LIVRE SEPTIÈME, chapitre 14
Un jour, après la sainte communion, j’ouvris la porte de mon cœur et
j’attendis Jésus avec mon ange gardien. Mon cœur m’apparut tel qu'il n’est pas
ordinairement, mais je n’y fis point attention, ne pensant qu’au Sauveur Jésus.
Il ne tarda pas à venir. Je fus au devant de lui et lui offris l’entrée de mon
coeur. Quand il fut dans mon cœur, mon cœur m’apparut comme une fosse large,
ronde, et d’une grande profondeur. L’intérieur de cette fosse me semblait garni
par une boiserie sculptée, bien ornée et d’un très-joli aspect. Le Sauveur
voulut que je descendisse dans cette fosse, je n’osait point : « Ne craignez
point, me dit-il, cela ne vous sera point nuisible. » Je descendis. Il n’y
avait ni escalier ni échelle pour descendre. Je devais pour cela me tenir
contre les sculptures, ce qui ne me permettait pas de descendre promptement.

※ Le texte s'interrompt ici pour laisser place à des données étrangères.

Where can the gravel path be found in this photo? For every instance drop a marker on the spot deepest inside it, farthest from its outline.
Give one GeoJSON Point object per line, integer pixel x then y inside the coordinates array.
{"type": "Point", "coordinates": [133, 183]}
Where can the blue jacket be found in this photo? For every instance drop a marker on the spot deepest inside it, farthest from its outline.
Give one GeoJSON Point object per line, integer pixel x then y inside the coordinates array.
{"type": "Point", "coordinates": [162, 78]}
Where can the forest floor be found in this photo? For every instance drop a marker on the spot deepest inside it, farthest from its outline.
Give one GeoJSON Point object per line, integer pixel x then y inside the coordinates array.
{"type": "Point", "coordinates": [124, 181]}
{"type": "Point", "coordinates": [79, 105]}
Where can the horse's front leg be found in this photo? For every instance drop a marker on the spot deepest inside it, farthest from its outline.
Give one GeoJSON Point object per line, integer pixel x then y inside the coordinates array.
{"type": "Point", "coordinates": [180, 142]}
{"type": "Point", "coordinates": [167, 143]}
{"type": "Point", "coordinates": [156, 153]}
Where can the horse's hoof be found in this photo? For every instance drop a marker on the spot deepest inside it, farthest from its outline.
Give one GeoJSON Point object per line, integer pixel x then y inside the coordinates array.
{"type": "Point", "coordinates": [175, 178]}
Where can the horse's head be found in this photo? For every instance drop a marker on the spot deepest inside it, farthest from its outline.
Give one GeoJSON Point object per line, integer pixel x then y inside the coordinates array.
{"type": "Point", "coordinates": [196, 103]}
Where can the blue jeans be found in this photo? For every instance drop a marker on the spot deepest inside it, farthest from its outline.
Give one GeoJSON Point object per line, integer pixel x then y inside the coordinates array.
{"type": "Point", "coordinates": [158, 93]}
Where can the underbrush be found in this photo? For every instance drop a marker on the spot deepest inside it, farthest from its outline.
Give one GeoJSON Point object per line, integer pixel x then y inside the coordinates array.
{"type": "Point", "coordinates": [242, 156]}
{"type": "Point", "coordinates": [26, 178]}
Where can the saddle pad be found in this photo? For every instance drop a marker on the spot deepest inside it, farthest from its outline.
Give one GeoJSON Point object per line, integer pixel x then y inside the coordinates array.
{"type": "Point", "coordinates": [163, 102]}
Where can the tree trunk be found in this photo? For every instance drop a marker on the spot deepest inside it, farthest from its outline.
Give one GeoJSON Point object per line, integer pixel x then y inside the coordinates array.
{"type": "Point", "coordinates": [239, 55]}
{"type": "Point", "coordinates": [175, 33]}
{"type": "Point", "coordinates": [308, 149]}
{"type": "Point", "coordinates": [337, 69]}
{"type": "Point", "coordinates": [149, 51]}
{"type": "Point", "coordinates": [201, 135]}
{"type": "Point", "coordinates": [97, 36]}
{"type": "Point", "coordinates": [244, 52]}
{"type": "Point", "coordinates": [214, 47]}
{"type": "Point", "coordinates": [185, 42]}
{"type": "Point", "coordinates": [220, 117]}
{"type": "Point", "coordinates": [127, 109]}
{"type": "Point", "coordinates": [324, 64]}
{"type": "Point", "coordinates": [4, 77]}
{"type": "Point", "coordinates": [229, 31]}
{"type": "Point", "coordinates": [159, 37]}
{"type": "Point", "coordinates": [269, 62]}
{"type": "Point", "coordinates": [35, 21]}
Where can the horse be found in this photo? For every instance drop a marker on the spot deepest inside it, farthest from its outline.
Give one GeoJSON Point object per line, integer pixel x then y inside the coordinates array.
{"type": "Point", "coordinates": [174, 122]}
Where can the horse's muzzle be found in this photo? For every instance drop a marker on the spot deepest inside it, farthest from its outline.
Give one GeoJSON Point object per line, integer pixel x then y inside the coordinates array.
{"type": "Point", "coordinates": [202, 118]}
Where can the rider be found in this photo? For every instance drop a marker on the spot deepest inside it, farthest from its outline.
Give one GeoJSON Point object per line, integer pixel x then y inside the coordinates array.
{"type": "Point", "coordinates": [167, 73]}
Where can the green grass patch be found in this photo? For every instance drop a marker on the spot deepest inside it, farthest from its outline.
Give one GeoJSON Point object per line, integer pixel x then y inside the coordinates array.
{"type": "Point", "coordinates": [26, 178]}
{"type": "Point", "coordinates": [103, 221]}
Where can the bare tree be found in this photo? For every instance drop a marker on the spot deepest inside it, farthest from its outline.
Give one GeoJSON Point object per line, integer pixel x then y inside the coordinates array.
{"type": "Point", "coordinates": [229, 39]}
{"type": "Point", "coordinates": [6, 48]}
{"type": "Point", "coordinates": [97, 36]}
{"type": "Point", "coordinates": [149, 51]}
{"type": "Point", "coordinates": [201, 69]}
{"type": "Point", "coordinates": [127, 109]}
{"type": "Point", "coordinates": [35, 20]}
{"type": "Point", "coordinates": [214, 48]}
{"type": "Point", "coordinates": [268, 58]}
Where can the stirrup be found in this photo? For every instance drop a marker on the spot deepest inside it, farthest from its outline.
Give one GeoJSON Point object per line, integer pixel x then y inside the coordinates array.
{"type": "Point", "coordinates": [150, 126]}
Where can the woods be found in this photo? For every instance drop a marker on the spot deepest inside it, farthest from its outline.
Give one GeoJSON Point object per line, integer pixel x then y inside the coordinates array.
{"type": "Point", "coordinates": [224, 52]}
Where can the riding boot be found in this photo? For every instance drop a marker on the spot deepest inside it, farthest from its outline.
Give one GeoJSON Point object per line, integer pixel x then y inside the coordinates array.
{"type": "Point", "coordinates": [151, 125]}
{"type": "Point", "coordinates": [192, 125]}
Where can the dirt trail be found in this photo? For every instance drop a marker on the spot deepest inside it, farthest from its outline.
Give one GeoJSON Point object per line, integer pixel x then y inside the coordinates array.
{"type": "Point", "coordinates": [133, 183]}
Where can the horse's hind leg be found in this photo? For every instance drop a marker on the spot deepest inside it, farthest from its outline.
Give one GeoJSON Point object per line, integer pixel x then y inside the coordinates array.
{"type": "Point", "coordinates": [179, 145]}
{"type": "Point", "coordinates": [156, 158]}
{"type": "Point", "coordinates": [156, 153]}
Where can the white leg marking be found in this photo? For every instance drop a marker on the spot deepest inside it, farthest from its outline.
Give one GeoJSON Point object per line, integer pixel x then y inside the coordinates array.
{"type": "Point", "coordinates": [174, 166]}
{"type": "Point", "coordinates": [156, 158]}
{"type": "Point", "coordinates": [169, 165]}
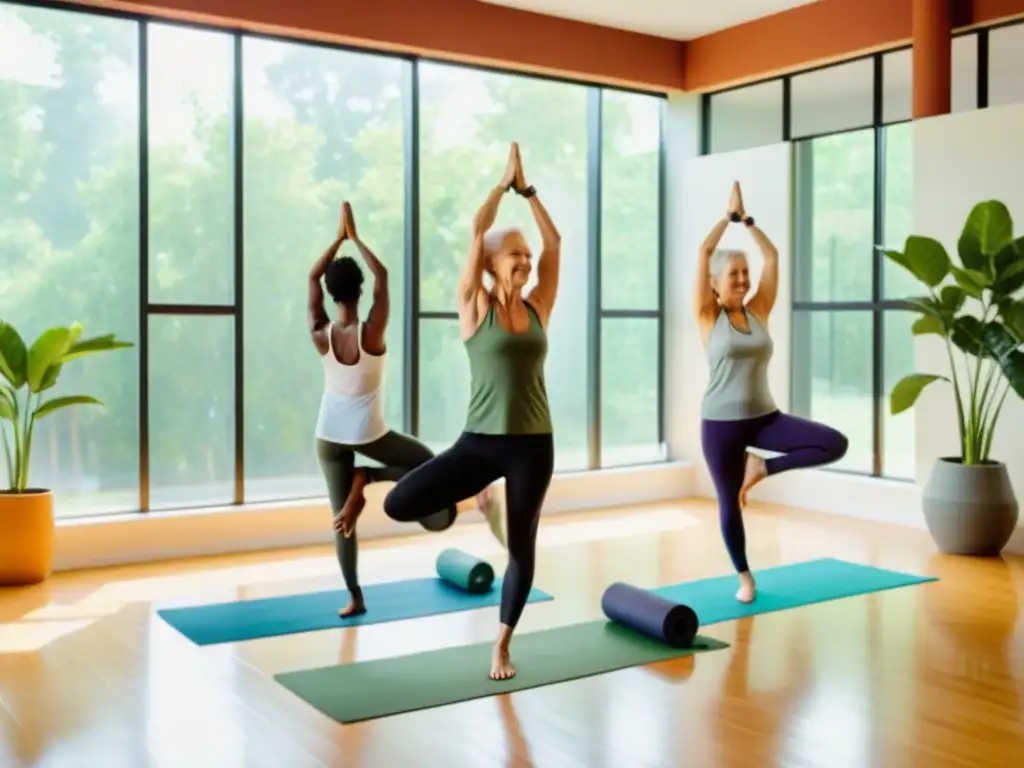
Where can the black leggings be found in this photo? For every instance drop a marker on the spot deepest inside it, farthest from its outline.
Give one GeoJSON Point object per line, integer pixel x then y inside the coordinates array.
{"type": "Point", "coordinates": [399, 454]}
{"type": "Point", "coordinates": [475, 461]}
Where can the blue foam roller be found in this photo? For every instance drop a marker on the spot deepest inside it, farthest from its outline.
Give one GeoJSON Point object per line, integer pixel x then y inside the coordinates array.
{"type": "Point", "coordinates": [673, 624]}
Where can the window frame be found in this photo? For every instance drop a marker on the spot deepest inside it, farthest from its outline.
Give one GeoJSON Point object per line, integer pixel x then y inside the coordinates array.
{"type": "Point", "coordinates": [878, 305]}
{"type": "Point", "coordinates": [411, 126]}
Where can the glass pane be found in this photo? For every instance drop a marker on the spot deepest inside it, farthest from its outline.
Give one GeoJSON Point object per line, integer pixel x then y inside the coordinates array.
{"type": "Point", "coordinates": [629, 391]}
{"type": "Point", "coordinates": [192, 166]}
{"type": "Point", "coordinates": [898, 82]}
{"type": "Point", "coordinates": [1006, 86]}
{"type": "Point", "coordinates": [747, 117]}
{"type": "Point", "coordinates": [898, 211]}
{"type": "Point", "coordinates": [836, 98]}
{"type": "Point", "coordinates": [468, 119]}
{"type": "Point", "coordinates": [898, 435]}
{"type": "Point", "coordinates": [321, 126]}
{"type": "Point", "coordinates": [69, 237]}
{"type": "Point", "coordinates": [192, 411]}
{"type": "Point", "coordinates": [835, 217]}
{"type": "Point", "coordinates": [630, 202]}
{"type": "Point", "coordinates": [832, 378]}
{"type": "Point", "coordinates": [443, 383]}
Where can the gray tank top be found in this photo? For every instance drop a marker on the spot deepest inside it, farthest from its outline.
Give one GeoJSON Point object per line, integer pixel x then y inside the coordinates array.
{"type": "Point", "coordinates": [737, 363]}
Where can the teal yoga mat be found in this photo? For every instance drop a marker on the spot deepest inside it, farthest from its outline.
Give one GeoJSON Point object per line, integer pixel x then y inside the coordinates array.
{"type": "Point", "coordinates": [391, 686]}
{"type": "Point", "coordinates": [366, 690]}
{"type": "Point", "coordinates": [785, 587]}
{"type": "Point", "coordinates": [392, 601]}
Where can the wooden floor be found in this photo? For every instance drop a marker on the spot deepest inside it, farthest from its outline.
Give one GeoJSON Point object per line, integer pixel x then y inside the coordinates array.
{"type": "Point", "coordinates": [924, 676]}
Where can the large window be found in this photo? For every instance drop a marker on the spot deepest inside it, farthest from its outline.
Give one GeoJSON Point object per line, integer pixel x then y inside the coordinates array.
{"type": "Point", "coordinates": [174, 184]}
{"type": "Point", "coordinates": [854, 162]}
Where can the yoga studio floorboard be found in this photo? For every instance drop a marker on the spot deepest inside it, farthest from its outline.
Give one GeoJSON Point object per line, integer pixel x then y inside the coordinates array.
{"type": "Point", "coordinates": [925, 675]}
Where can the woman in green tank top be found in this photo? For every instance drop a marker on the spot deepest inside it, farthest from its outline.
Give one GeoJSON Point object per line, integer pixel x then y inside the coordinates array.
{"type": "Point", "coordinates": [508, 426]}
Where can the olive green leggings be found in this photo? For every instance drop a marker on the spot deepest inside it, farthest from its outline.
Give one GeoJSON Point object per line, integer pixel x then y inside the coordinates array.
{"type": "Point", "coordinates": [399, 454]}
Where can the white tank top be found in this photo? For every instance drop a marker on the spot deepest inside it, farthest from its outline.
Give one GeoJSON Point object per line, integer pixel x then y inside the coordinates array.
{"type": "Point", "coordinates": [352, 407]}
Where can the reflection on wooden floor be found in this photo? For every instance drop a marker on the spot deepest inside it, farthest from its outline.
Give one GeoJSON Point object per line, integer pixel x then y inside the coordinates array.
{"type": "Point", "coordinates": [924, 676]}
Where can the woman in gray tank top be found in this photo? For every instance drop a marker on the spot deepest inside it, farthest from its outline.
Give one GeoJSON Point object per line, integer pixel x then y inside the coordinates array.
{"type": "Point", "coordinates": [737, 411]}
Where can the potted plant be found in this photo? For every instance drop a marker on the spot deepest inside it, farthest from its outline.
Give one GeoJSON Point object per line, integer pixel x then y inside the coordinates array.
{"type": "Point", "coordinates": [969, 503]}
{"type": "Point", "coordinates": [26, 374]}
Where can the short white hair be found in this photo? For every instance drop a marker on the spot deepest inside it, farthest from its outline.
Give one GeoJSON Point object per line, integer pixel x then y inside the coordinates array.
{"type": "Point", "coordinates": [495, 239]}
{"type": "Point", "coordinates": [721, 259]}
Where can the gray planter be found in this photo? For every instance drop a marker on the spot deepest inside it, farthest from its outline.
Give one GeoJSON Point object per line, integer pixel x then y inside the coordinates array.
{"type": "Point", "coordinates": [970, 510]}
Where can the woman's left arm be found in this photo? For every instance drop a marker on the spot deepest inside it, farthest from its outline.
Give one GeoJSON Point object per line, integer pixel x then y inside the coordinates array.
{"type": "Point", "coordinates": [764, 300]}
{"type": "Point", "coordinates": [543, 296]}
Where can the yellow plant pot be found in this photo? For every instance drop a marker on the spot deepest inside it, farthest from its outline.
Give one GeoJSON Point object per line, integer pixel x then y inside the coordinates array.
{"type": "Point", "coordinates": [26, 537]}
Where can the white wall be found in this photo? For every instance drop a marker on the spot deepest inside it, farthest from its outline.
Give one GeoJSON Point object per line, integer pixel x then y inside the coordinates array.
{"type": "Point", "coordinates": [702, 188]}
{"type": "Point", "coordinates": [958, 161]}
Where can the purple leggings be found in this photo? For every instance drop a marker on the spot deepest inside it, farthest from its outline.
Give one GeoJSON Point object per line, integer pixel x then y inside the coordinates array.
{"type": "Point", "coordinates": [802, 442]}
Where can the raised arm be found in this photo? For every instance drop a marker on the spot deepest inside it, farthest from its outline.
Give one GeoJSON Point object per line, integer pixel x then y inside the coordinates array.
{"type": "Point", "coordinates": [763, 301]}
{"type": "Point", "coordinates": [544, 293]}
{"type": "Point", "coordinates": [315, 314]}
{"type": "Point", "coordinates": [471, 281]}
{"type": "Point", "coordinates": [380, 308]}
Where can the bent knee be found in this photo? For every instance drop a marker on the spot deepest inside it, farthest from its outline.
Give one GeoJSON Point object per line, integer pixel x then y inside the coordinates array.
{"type": "Point", "coordinates": [838, 444]}
{"type": "Point", "coordinates": [396, 504]}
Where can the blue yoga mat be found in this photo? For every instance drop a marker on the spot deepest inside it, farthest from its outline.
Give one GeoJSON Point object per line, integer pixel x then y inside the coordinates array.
{"type": "Point", "coordinates": [392, 601]}
{"type": "Point", "coordinates": [785, 587]}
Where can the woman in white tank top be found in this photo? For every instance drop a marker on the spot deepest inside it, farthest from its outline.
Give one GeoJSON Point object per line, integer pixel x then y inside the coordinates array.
{"type": "Point", "coordinates": [351, 414]}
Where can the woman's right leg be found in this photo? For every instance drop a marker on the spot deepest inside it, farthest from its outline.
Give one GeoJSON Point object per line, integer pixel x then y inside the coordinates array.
{"type": "Point", "coordinates": [461, 472]}
{"type": "Point", "coordinates": [337, 464]}
{"type": "Point", "coordinates": [724, 445]}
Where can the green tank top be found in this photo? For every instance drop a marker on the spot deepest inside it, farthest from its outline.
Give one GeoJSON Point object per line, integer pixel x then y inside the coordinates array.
{"type": "Point", "coordinates": [507, 390]}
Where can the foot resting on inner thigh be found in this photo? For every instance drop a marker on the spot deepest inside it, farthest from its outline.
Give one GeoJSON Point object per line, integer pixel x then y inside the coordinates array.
{"type": "Point", "coordinates": [754, 472]}
{"type": "Point", "coordinates": [492, 509]}
{"type": "Point", "coordinates": [501, 658]}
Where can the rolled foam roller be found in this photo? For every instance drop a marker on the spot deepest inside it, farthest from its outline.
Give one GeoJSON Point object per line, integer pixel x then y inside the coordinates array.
{"type": "Point", "coordinates": [465, 571]}
{"type": "Point", "coordinates": [673, 624]}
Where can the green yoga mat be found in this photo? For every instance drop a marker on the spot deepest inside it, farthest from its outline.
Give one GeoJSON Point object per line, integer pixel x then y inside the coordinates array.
{"type": "Point", "coordinates": [390, 686]}
{"type": "Point", "coordinates": [366, 690]}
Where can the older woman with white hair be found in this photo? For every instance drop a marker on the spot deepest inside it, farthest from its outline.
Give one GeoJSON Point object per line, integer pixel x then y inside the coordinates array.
{"type": "Point", "coordinates": [737, 410]}
{"type": "Point", "coordinates": [508, 430]}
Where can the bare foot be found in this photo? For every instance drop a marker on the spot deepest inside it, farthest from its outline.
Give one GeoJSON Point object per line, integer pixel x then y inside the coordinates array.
{"type": "Point", "coordinates": [747, 588]}
{"type": "Point", "coordinates": [355, 607]}
{"type": "Point", "coordinates": [491, 508]}
{"type": "Point", "coordinates": [755, 471]}
{"type": "Point", "coordinates": [501, 664]}
{"type": "Point", "coordinates": [344, 521]}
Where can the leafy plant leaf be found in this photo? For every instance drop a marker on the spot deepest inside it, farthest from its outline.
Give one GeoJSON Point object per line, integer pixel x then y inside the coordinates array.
{"type": "Point", "coordinates": [1007, 351]}
{"type": "Point", "coordinates": [971, 282]}
{"type": "Point", "coordinates": [67, 401]}
{"type": "Point", "coordinates": [908, 389]}
{"type": "Point", "coordinates": [93, 345]}
{"type": "Point", "coordinates": [47, 349]}
{"type": "Point", "coordinates": [1013, 318]}
{"type": "Point", "coordinates": [968, 335]}
{"type": "Point", "coordinates": [928, 325]}
{"type": "Point", "coordinates": [951, 299]}
{"type": "Point", "coordinates": [13, 355]}
{"type": "Point", "coordinates": [927, 259]}
{"type": "Point", "coordinates": [1009, 268]}
{"type": "Point", "coordinates": [987, 230]}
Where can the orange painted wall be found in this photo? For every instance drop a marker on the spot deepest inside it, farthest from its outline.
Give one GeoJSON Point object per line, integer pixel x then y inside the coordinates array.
{"type": "Point", "coordinates": [458, 30]}
{"type": "Point", "coordinates": [814, 34]}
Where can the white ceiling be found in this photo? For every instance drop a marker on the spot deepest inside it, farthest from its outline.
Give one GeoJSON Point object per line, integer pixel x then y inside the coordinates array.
{"type": "Point", "coordinates": [679, 19]}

Quand je me trouvai à peu près au milieu, Jésus qui était toujours en haut, sur
le bord de la fosse, me regardant, me fit parvenir le bout d’une chaîne d’or
qu’il tenait lui-même. Je la saisis pour faciliter ma descente jusqu'au bas de
la fosse. Le bas était recouvert de sable. Je me plaçai au milieu, tenant
toujours d’une main la chaîne que m’avait jetée le Sauveur Jésus. Mon ange
gardien vint me tenir compagnie et converser avec moi : « Vous êtes heureuse,
me dit-il, des grâces nombreuses que Dieu vous accorde. – Oui, mon ange, Dieu
est plein de bonté pour moi. – Ne mettez jamais d’obstacles à ses grâces. – Et
comment faut-il faire pour cela? – Suivre toujours l’attrait qui vous sera
donné et demeurer sans cesse dans la plus profonde humilité. Vous allez
soutenir ici un grand combat. – Comment pourrai-je combattre, je n’ai rien pour
me défendre? – Je vous ai apporté une croix; tenez-vous fortement à la chaîne
que vous avez en main; on voudra vous en détacher, mais avec la croix vous
éloignerez tous ceux qui approcheront de vous. » Je saisis la croix que me
présenta mon ange.
Aussitôt le sable se souleva et une bête immense, comme je n’en avais
jamais vu, sortit de dessous terre et vint se coucher devant moi, à deux ou
trois pas, parce que l'espace était très-étroit. Son corps était développé
comme celui d’un bœuf, mais les jambes étaient plus courtes; sa tête ressemblait
aussi à la tête d’un bœuf. Elle avait plusieurs cornes grandes et petites; ses
yeux ressemblaient à ceux du bœuf; sa gueule était très-fendue; il en sortait
une langue d’une longueur démesurée qui se terminait par deux pointes
très-affilées. Elle portait sur le dos une ville, où je ne vis que des maisons
de danse et de théâtre. Elle lançait vers moi des traits, des lances, des
balles que je repoussais avec ma croix et qui rebondissaient sur elle et la
blessaient. Bientôt survint une multitude considérable d’agresseurs qui
ressemblaient à des hommes. Ils étaient très-petits et me paraissent
très-légers. Ils couraient et tournaient autour de moi; quand ils
s’approchaient, je leur présentais ma croix, ils se retiraient. Ils disparurent
et furent remplacés par d’autres hommes plus grands que les premiers. Ceux-ci
voulurent arracher de ma main la chaîne d’or, mais je les repoussai
victorieusement en leur présentant ma croix. Ils firent un suprême effort et
voulurent me renverser à terre; ma croix les mit en fuite. En combattant ces
adversaires, je ne perdais point de vue la bête qui était devant moi. Je la vis
approcher doucement sa tête pour me percer avec ses cornes ou sa langue; je la
frappai avec ma croix, et les hommes et la bête me laissèrent en repos. Les hommes
disparurent, mais un nombre immense de corbeaux s’abattit sur moi, cherchant à
me crever les yeux. Ne pouvant me défendre seule, je tirai la chaîne et jetai
un cri vers le Sauveur Jésus. Immédiatement une grêle de plomb tomba d’en haut
sur eux et les étendit morts à mes pieds.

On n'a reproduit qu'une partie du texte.